I would really appreciate any advice about hiring my first temporary nanny.

We have recently moved house, and I have not yet sorted any childcare for the DCs 2.3 and 10 months.

I need to be abroad with work for a week in the next few weeks. I am looking to employ a temporary nanny for a 5 days. They would be required to work a 7-7 day, and could be live in or out (we are in a very rural area).

I have advertised on childcare. co .uk, but apart from placing the ad I have no idea about what would be an appropriate pay rate and organising a contract. Could anyone please advise? Many , many thanks

snowwombat Thu 13-Oct-11 23:13:20

Anyone? Can anyone point me in the direction of a standard contract or suggest what is appropriate for a temp nanny? thanks

mranchovy Thu 13-Oct-11 23:21:46

For 5 days your best bet is probably an agency: they will have a standard contract and fixed rates.

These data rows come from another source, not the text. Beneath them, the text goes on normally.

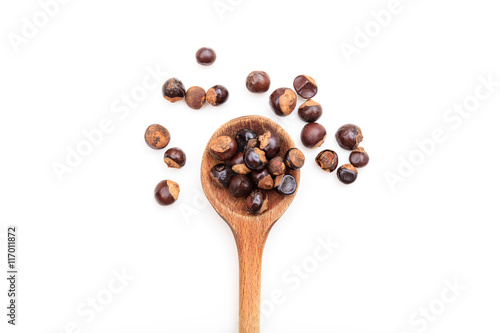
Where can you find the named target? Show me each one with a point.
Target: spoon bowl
(250, 231)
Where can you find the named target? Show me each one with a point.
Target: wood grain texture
(250, 231)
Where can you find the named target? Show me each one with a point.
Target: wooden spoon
(250, 231)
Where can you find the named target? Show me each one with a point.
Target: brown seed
(347, 174)
(327, 160)
(240, 186)
(174, 158)
(205, 56)
(157, 136)
(305, 86)
(287, 185)
(262, 179)
(349, 136)
(255, 159)
(238, 164)
(195, 97)
(223, 148)
(221, 174)
(217, 95)
(270, 143)
(313, 135)
(167, 192)
(173, 90)
(257, 202)
(359, 158)
(283, 101)
(310, 111)
(258, 82)
(294, 158)
(278, 180)
(276, 166)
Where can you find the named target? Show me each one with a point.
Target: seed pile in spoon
(250, 166)
(254, 167)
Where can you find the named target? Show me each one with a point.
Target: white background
(398, 246)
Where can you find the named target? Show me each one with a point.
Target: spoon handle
(250, 242)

snowwombat Fri 14-Oct-11 07:24:03

Thanks mranchovy, I now have 2 candidates to interview without using an agency but could really use some guidance about the legalities of employing a temp and the contract.

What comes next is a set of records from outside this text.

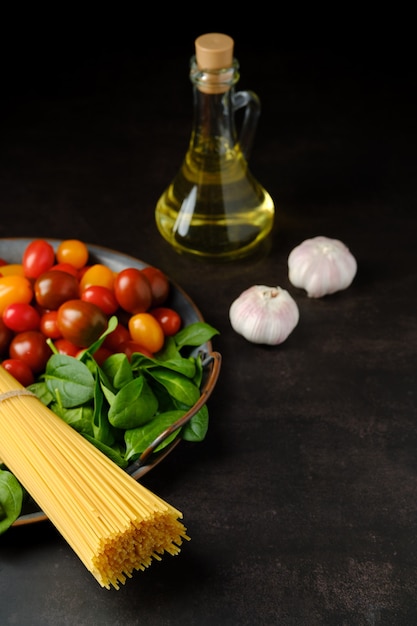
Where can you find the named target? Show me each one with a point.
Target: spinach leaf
(178, 386)
(134, 405)
(138, 439)
(196, 428)
(69, 380)
(195, 334)
(11, 497)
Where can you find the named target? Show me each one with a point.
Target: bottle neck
(213, 107)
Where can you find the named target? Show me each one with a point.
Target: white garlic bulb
(265, 315)
(321, 266)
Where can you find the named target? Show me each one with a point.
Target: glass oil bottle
(214, 207)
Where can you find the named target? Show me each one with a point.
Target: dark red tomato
(66, 347)
(21, 316)
(130, 347)
(81, 322)
(133, 290)
(66, 267)
(48, 325)
(116, 337)
(6, 335)
(20, 371)
(102, 297)
(38, 257)
(30, 347)
(159, 285)
(55, 287)
(169, 320)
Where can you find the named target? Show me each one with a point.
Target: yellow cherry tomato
(12, 269)
(72, 251)
(14, 289)
(97, 274)
(147, 331)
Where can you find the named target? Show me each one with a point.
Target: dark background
(301, 502)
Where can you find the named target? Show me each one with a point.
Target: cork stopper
(214, 51)
(214, 62)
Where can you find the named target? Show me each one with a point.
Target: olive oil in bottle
(214, 207)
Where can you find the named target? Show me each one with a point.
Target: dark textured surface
(301, 502)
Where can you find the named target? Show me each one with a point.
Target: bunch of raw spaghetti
(114, 524)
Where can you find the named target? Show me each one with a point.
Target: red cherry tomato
(21, 316)
(48, 325)
(133, 290)
(30, 347)
(20, 371)
(38, 257)
(6, 335)
(55, 287)
(101, 355)
(131, 347)
(169, 319)
(102, 297)
(66, 347)
(114, 339)
(81, 322)
(159, 285)
(147, 331)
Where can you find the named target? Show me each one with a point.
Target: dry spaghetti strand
(113, 523)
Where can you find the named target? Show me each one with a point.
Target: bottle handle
(252, 104)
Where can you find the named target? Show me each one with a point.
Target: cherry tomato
(72, 251)
(97, 274)
(101, 355)
(169, 319)
(21, 316)
(133, 290)
(48, 325)
(30, 347)
(66, 347)
(81, 322)
(159, 285)
(66, 267)
(102, 297)
(12, 269)
(131, 347)
(55, 287)
(20, 371)
(38, 257)
(119, 335)
(147, 331)
(14, 289)
(6, 335)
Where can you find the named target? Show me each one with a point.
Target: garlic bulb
(265, 315)
(321, 266)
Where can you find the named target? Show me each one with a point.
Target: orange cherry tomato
(14, 289)
(169, 319)
(102, 297)
(72, 251)
(97, 274)
(147, 331)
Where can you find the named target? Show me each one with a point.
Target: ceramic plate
(12, 250)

Do I need to pay NI etc on a week's contract?

fraktious Fri 14-Oct-11 10:54:29

Opinion is divided. If a nanny js a continuous temp/maternity nanny and is registered SE then you could probably not pay NI. In that case I would expect them to provide you with a contract for their services.

snowwombat Fri 14-Oct-11 12:03:14

thanks fraktious. It is the first time we have employed a nanny and i want to get it right. It is only for a week, but we are likely to have a succession of nannies with 3-5 day position every few months when I am away with work.
I have been reading up, but I can't figure it out. I think I am going to need to register with HMRC as an employer.

Would any of the nanny tax companies be appropriate if I was needing help with a number of temp nannies over the next 6-12 months. I am so confused and I need to sort this by the middle of next week.

Novstar Fri 14-Oct-11 12:22:04

Registering as employer for a week's work sounds like a lot of hassle. You're better off getting a self employed nanny, which is possible for temps. Some agencies I've contacted before for temps told me that they (or maybe they meant the nanny) pay the tax and NI, presumably because either the nanny has self employed status for that kind of temp work, or because they are actually employed by the agency.
But if you\'re not going through an agency, can't you get your candidates to call up HMRC and confirm that they can be self employed for that piece of work?
No harm talking to payroll compnaies.

mranchovy Fri 14-Oct-11 14:12:36

You have three choices:

1. Use an agency.

2. Use self employed nannies. Adapt a precedent contract from one of the many firms that sell them on the net (google 'self employed contract') - make sure it is suitable for use in the UK! Make sure the nannies are self employed by asking for their UTR and checking with HMRC. Beware that if you use the same nanny on a regular basis it is likely to become a position of employment.

3. Employ one or more nannies on what is called a 'casual' basis. You might find a payroll agency to help you, although they may charge more than their normal rate as it is a LOT more work.

mranchovy Fri 14-Oct-11 14:17:23

As for a fair rate, self employed should be at least 10%-25% higher than employed rate per hour because there is no holiday pay or Employer's National Insurance.

lesstalkmoreaction Sat 15-Oct-11 11:45:15

I'm a self employed registered nanny and charge up to £12 per hour for adhoc casual work, I would be giving you an invoice when the work is complete. Whereabouts are you as someone may be able to recommend either an agency or a nanny. I'm in the cotswolds if thats any help.

snowwombat Wed 19-Oct-11 15:24:48

thanks everyone who replied, that has been really useful. Nanny agency sorted as a back up, nanny payroll organised and a self employed nanny coming for a casual job.

lesstalk you would have been perfect if we had not moved, were previously in Oxf'shire.